Por entonces, tía, sabía de quién se trataba. Pero apenas hablamos. Ni siquiera sabía que era menor que yo, que trabajaba fuera y que le había gustado desde la primera vez que me vio (o, como comentería más tarde, “no estaba mal”). No obstante, una hora más tarde pegábamos nuestros cuerpos en el lugar donde solía oler a canela. Su barbilla chocaba contra mi pecho en intervalos irregulares, motivados por el gentío en constante movimiento, carburados por cerveza y caladas que se mezclaban con la colonia y sudor de nuestros abrigos. Allí estaba ella, Belén, la chica del pelo azul eléctrico, con palabras que nunca llegué a escuchar. Allí estaba, todo lo contrario a mi ligue ideal: ojos oscuros, pestañas largas; sus mejillas, recubiertas con maquillaje, trataban de ocultar su acné; y sus orejas, tan pequeñas como la mano de Aurora, sostenían dos grandes aros metálicos y dos pequeños. Su nariz también estaba decorada, y su cuerpo, flaco y sin apenas curvas, era pequeño y blanco, de apariencia frágil, como las pieles que se amoratan con facilidad. Su pelo era lo mejor, cómo luces de una discoteca en plena ráfaga. He visto pulseras fluorescentes de ése color, y se degradaba hasta su castaño natural.

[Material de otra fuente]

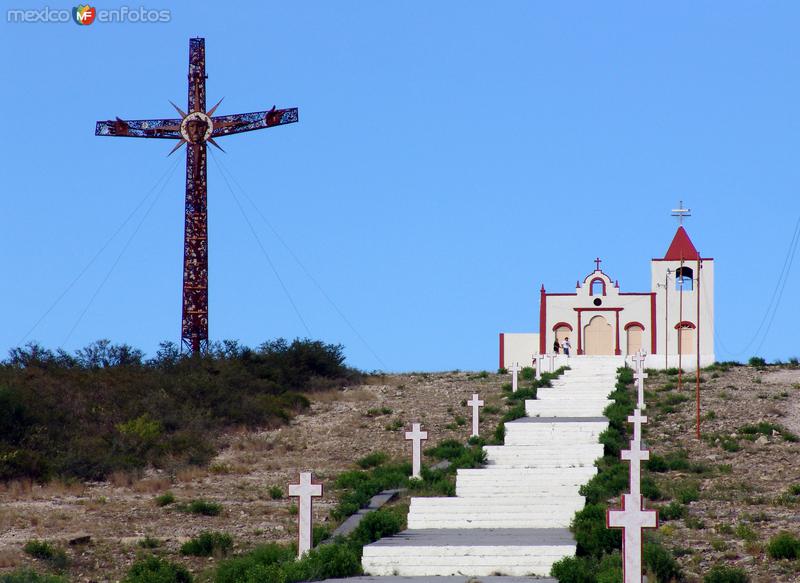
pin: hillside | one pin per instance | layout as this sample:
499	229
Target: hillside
341	426
722	498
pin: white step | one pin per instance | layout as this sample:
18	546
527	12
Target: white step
492	513
543	430
564	408
476	553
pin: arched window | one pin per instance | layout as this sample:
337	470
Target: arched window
684	279
597	287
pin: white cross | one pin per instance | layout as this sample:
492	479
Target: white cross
637	419
539	358
417	437
514	370
305	490
638	359
640	376
475	403
632	518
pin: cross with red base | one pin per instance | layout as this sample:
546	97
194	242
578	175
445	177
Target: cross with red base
195	127
632	518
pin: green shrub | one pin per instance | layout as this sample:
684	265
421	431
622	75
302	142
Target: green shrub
661	563
253	565
672	511
204	507
208	544
30	576
688	493
784	546
724	574
378	524
591	535
575	570
54	556
106	426
149	542
372	460
157	570
165	499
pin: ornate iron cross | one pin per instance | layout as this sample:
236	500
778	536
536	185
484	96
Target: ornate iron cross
194	128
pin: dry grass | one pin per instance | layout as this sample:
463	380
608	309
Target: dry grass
152	485
190	474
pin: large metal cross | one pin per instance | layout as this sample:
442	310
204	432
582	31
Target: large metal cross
195	127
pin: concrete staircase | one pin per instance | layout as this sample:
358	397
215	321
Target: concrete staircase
512	516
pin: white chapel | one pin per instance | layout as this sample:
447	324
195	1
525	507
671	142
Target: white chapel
671	323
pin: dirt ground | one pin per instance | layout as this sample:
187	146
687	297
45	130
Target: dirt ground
340	428
744	496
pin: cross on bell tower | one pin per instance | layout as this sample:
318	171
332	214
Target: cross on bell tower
681	213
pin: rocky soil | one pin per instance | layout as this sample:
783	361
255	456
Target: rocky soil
742	479
340	428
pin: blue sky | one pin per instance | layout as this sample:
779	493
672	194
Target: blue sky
450	158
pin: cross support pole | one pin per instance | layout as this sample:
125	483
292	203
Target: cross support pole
305	491
539	358
514	370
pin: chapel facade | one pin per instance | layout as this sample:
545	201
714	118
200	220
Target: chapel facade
602	320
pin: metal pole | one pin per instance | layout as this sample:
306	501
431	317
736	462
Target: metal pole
697	372
666	320
680	331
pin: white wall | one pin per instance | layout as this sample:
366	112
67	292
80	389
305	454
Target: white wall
519	348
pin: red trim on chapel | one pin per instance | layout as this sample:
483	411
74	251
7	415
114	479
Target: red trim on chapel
502	350
591	285
681	247
653	335
542	322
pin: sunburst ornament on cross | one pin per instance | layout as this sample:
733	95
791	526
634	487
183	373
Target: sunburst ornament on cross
195	128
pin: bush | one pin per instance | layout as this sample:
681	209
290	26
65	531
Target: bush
30	576
204	507
672	511
591	535
106	426
574	570
54	556
157	570
378	524
661	563
784	546
208	544
252	565
723	574
165	499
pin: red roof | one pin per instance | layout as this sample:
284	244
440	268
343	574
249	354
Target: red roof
681	247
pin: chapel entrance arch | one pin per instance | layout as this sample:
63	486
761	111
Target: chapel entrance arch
634	333
598	337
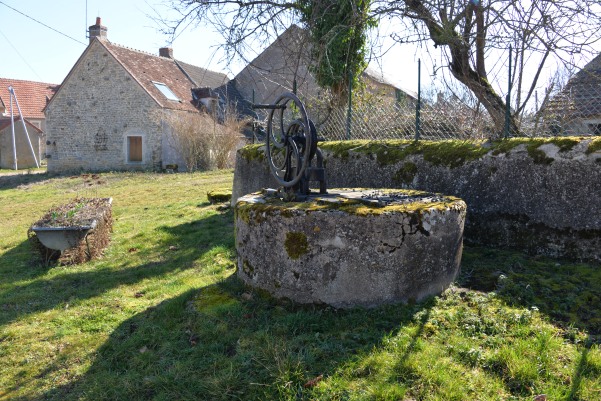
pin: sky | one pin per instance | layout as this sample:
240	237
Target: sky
32	51
41	40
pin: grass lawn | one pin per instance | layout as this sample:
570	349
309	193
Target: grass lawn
162	315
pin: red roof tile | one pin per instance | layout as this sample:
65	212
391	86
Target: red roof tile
32	96
6	122
147	68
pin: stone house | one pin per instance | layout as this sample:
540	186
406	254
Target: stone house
104	116
286	62
32	98
23	151
576	109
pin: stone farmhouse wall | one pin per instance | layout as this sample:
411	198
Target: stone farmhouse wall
86	106
537	195
24	157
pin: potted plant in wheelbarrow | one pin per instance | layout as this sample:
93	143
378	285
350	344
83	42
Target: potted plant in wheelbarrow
74	232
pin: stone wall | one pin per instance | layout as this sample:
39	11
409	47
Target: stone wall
538	195
90	117
25	158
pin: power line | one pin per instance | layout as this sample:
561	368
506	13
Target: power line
41	23
20	55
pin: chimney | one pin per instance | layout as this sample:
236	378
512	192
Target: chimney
166	52
97	31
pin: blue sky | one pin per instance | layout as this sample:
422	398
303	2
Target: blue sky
31	51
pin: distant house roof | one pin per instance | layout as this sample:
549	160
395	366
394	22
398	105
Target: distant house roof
286	60
168	81
380	77
581	97
148	70
32	96
5	122
203	77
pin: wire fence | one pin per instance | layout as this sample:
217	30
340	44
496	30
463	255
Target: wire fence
574	110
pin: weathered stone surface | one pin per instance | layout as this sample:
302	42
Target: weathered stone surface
347	253
539	195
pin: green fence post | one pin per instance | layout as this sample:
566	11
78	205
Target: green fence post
419	99
349	114
508	99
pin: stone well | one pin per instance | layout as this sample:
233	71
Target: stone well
350	247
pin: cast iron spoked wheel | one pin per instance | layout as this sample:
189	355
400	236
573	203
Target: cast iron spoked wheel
291	140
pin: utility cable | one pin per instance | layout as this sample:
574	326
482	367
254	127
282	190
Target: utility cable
20	55
41	23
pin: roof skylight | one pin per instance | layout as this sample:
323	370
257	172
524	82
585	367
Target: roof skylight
165	90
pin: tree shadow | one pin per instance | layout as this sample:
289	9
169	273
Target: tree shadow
222	342
568	292
14	181
38	293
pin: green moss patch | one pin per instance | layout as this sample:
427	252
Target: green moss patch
296	244
406	173
451	153
594	146
219	196
253	152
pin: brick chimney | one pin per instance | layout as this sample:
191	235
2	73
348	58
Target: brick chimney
166	52
97	31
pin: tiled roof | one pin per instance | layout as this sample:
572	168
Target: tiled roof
203	77
147	68
232	96
32	96
581	97
5	122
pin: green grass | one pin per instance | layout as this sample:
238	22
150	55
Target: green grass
162	315
41	169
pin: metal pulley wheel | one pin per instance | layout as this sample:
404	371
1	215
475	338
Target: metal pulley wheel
291	140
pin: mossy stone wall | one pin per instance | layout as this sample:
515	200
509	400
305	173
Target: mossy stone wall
541	195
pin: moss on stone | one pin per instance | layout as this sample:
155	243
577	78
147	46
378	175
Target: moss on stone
406	173
450	153
219	196
248	268
253	152
296	244
341	149
532	145
594	146
453	153
259	212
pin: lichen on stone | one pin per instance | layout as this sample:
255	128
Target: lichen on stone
594	146
253	152
296	244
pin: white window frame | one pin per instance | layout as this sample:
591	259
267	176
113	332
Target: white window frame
127	152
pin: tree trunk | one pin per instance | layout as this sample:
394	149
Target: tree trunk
459	47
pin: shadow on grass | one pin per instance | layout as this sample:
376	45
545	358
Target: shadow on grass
221	342
39	293
13	181
568	292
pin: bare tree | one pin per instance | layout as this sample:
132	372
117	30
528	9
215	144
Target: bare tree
473	35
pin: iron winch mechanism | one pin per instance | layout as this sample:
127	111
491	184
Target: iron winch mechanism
291	147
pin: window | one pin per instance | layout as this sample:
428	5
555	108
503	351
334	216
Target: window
166	91
134	149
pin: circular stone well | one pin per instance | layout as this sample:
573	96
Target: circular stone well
350	247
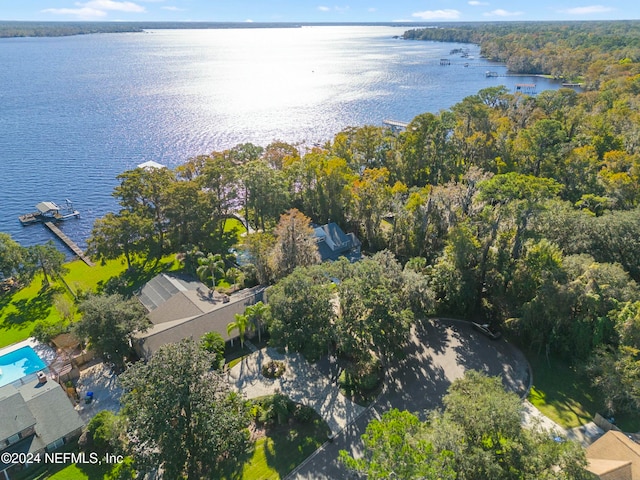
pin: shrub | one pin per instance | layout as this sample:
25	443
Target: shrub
273	369
304	414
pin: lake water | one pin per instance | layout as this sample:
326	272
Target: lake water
77	111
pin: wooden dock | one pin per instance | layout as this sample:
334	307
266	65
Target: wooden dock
395	124
69	243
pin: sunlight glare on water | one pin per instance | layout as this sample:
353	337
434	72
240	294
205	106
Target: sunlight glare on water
78	111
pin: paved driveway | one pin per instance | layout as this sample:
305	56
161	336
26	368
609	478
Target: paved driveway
438	353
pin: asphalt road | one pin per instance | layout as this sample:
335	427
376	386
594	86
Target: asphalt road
439	352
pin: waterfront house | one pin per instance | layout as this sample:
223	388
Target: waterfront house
181	308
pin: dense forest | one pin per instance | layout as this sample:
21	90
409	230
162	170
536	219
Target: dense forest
519	210
589	52
516	209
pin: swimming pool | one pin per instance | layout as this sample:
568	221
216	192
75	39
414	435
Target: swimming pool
19	363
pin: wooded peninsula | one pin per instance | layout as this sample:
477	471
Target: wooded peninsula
518	211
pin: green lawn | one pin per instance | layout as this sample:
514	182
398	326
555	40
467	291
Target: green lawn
272	457
561	393
567	397
275	455
20	310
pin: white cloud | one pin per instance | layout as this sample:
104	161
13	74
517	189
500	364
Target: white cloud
324	8
112	5
587	10
446	14
501	13
82	13
96	9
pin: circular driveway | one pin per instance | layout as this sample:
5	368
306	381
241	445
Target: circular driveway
439	352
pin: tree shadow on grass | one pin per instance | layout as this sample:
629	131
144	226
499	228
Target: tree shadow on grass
132	279
566	389
30	310
234	468
290	445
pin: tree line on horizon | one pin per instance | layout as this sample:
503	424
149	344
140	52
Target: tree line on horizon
523	211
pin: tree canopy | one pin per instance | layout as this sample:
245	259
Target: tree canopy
477	435
181	415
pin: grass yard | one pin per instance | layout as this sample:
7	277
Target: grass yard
21	310
561	393
282	449
567	397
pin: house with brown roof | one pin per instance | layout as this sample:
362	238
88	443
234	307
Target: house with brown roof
35	417
614	456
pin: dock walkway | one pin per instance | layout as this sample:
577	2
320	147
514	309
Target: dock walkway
69	243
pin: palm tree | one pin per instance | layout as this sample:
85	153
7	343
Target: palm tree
234	275
210	267
240	324
257	315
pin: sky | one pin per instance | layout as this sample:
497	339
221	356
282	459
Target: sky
318	10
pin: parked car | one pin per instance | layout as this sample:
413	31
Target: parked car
488	330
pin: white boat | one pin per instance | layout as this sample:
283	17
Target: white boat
49	212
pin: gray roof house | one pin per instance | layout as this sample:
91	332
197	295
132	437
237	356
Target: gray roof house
34	418
181	308
333	243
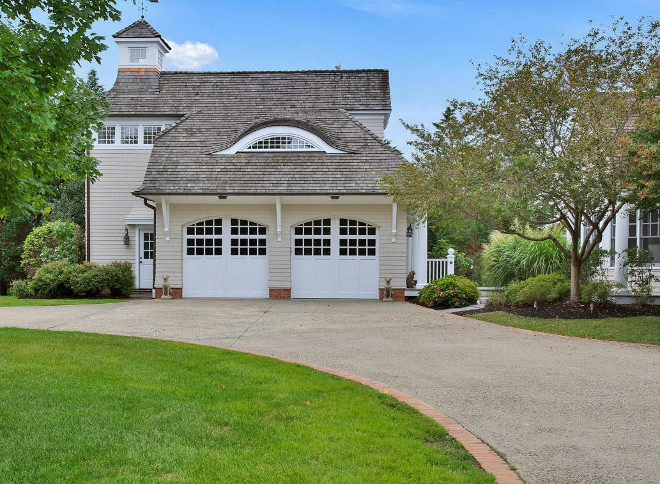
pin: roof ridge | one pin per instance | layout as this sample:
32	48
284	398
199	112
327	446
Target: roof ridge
311	71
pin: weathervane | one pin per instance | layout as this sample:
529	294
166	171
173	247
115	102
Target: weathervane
142	7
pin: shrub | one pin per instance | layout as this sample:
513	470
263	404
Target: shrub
599	292
496	300
87	280
52	280
52	242
543	289
20	288
119	277
450	292
509	258
639	272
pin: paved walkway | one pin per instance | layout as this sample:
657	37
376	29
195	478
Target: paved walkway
559	409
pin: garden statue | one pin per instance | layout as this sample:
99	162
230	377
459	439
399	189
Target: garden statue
167	290
411	282
388	289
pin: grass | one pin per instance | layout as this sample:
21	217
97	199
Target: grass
87	407
11	301
634	329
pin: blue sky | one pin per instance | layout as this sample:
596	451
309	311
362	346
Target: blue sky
427	45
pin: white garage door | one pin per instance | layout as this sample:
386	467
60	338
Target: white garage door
225	257
334	258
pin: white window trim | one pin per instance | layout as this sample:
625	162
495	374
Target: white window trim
638	235
140	124
242	144
140	50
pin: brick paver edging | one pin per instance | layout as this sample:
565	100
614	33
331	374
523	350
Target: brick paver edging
484	455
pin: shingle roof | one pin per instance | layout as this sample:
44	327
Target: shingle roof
140	29
221	107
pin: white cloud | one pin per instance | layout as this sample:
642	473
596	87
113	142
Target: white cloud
191	55
388	8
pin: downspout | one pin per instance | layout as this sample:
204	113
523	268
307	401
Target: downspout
153	277
88	218
88	186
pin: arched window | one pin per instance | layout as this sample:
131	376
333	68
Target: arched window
279	138
277	143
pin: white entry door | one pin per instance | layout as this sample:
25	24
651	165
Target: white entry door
225	257
146	259
334	258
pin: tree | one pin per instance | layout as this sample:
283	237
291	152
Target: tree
45	111
67	202
13	231
543	144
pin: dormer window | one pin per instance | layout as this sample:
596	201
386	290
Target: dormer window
138	55
277	143
279	138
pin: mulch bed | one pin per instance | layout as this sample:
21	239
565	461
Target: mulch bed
570	310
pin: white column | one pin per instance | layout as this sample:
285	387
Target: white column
450	261
166	217
394	208
620	243
413	250
422	251
278	213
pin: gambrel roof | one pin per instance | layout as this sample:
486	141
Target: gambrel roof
216	109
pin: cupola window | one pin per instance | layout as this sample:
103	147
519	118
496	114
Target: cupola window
138	55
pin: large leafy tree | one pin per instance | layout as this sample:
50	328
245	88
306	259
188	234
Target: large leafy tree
542	146
45	110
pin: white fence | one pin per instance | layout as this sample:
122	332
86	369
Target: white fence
437	268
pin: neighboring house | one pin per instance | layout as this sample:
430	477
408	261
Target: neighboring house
248	184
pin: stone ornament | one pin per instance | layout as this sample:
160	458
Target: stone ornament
167	289
388	290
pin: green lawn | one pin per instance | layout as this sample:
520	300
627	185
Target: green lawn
7	301
86	407
639	329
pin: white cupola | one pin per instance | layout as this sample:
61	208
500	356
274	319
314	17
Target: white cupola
141	48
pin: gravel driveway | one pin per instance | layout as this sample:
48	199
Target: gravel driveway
558	409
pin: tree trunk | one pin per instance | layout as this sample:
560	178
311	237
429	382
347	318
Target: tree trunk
576	269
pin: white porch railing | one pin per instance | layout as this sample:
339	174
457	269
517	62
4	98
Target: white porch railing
437	268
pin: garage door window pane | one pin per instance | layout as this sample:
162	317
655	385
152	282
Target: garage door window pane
204	238
312	238
248	238
356	239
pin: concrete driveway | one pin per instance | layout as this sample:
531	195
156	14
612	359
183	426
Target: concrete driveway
558	409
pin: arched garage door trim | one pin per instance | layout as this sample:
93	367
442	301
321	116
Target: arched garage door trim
225	257
334	258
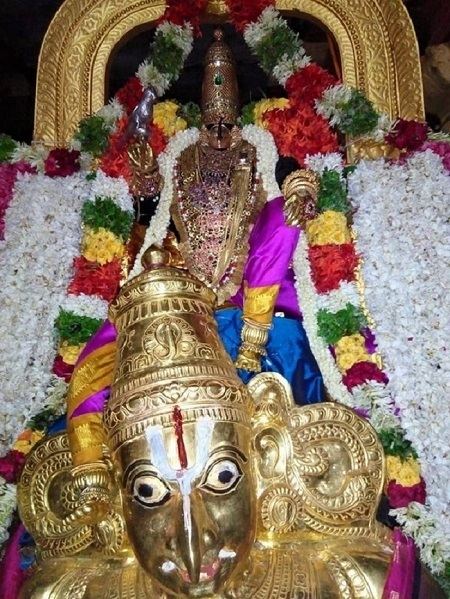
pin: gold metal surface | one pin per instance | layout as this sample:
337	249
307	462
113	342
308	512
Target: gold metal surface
376	39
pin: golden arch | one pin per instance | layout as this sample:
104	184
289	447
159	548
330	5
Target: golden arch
376	39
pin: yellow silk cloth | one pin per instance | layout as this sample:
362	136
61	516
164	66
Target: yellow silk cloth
89	387
259	303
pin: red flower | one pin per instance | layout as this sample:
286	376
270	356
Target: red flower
243	12
408	135
130	94
362	372
309	83
179	12
62	163
400	496
331	264
62	369
299	130
11	465
92	279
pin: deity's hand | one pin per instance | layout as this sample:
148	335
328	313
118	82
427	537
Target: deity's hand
253	342
300	190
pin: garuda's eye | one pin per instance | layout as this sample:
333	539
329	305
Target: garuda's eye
149	490
222	476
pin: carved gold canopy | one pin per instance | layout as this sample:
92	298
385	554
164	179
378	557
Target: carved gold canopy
376	40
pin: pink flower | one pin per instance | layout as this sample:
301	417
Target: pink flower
442	149
8	176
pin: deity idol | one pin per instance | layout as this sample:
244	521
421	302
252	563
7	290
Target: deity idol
206	487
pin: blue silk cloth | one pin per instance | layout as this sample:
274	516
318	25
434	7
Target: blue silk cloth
288	353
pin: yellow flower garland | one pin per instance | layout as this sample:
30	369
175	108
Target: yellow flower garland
349	350
264	105
165	116
405	473
101	246
328	227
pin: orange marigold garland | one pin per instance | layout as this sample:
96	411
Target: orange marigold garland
299	131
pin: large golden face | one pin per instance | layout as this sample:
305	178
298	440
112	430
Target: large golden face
188	499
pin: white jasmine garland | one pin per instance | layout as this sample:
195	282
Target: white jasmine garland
181	36
167	160
7	507
329	105
115	188
266	157
42	239
148	74
402	232
319	162
288	65
337	299
35	155
86	305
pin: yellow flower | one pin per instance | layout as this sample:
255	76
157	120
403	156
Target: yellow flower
70	353
264	105
328	227
405	473
101	246
349	350
26	440
165	116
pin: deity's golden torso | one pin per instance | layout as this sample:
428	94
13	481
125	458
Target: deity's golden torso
217	199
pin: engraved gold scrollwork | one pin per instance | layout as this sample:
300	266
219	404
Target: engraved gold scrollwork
376	40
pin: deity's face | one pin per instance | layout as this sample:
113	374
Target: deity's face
189	504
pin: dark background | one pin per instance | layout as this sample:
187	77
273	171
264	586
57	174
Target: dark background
23	24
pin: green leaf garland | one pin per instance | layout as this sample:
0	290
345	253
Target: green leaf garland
104	213
335	325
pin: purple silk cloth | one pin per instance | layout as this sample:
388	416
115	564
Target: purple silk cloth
272	245
11	575
400	579
94	403
106	334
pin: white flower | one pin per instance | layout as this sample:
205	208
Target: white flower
402	233
287	66
319	162
148	74
35	155
181	36
43	230
266	155
86	305
329	105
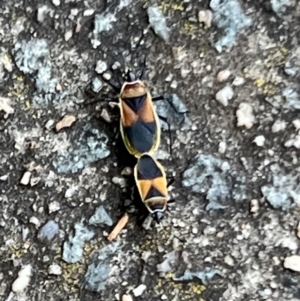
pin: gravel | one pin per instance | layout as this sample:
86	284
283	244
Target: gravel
233	232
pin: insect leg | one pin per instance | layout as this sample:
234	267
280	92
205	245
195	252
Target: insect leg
171	201
169	130
117	88
99	100
143	69
158	98
172	179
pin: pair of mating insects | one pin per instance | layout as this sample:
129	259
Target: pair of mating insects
140	130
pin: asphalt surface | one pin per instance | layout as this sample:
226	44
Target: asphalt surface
235	252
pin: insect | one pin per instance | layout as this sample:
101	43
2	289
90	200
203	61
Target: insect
151	181
139	123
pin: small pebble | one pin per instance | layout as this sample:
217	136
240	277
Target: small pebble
106	76
224	95
20	284
67	121
127	298
41	12
26	178
4	177
254	206
169	78
138	291
49	124
55	269
116	65
259	140
101	67
195	230
53	206
229	260
34	181
223	75
278	126
205	17
96	85
296	124
146	255
222	147
292	263
174	84
245	115
68	35
70	192
298	230
238	81
105	116
34	220
48	231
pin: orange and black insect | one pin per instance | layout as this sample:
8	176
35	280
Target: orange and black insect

Belén, esa chica en la que nunca me habría fijado me hablaba con la esperanza como palabra. Todo lo que un chico perdido necesitaba escuchar. Quizá no hubiese estudiado, quizá hablaba como si se hubiera llevado el pueblo a cuestas, y quizá estuviese enfadada con su familia y trabajase en un asadero de patatas fuera de la ciudad, pero esa chica me devolvió el valor que otra chica me quitó (aunque sólo me lo pueda quitar yo mismo). Fue el beso más fácil del mundo. Largo, intenso hasta saber a sangre, y no te contaré más.

Y tras ésto, el confinamiento. Me pregunto, Belén si habrá esperanza. Suelo pensar en ti cuando estoy en la mierda, y eso ha sido muy frecuente de forma última. Eres quien me animó a hacer lo que mejor me convenía a mí y no a los demás; la única que supo avisarme con tiempo de la tormenta que se acercaba. ¡Hasta sabías que esa fiebre que cogían los chinos era algo mucho más grave! Pero más allá de tus dotes de pitonisa, me acuerdo de todos los trabajos, relaciones y esfuerzos por los que te he visto pasar; lo que me hace pensar que aún me quedan altibajos en el camino y mucho que probar. Y eso me gusta. Le has echado cojones, Belén. La sola idea de trabajar en oficios tan diferentes como has hecho tú me paraliza, así como hacer un examen universitario a tu edad, y formar una familia tras otras relaciones. Me parece que sólo tengo que imitarte para que todo salga bien. Y aunque me digas que no es todo oro, que te va a estallar la cabeza por la cuarentena, que Aurora está insoportable, que el colegio apesta, y que la abuela habla sin pensar, has sabido crear los cimiento de una vida que se sostiene sólida y enfrentarte cada día sin que los problemas que acarrean te alejen de lo que es importante para ti. Y eso es más de lo que pueden decir muchos. 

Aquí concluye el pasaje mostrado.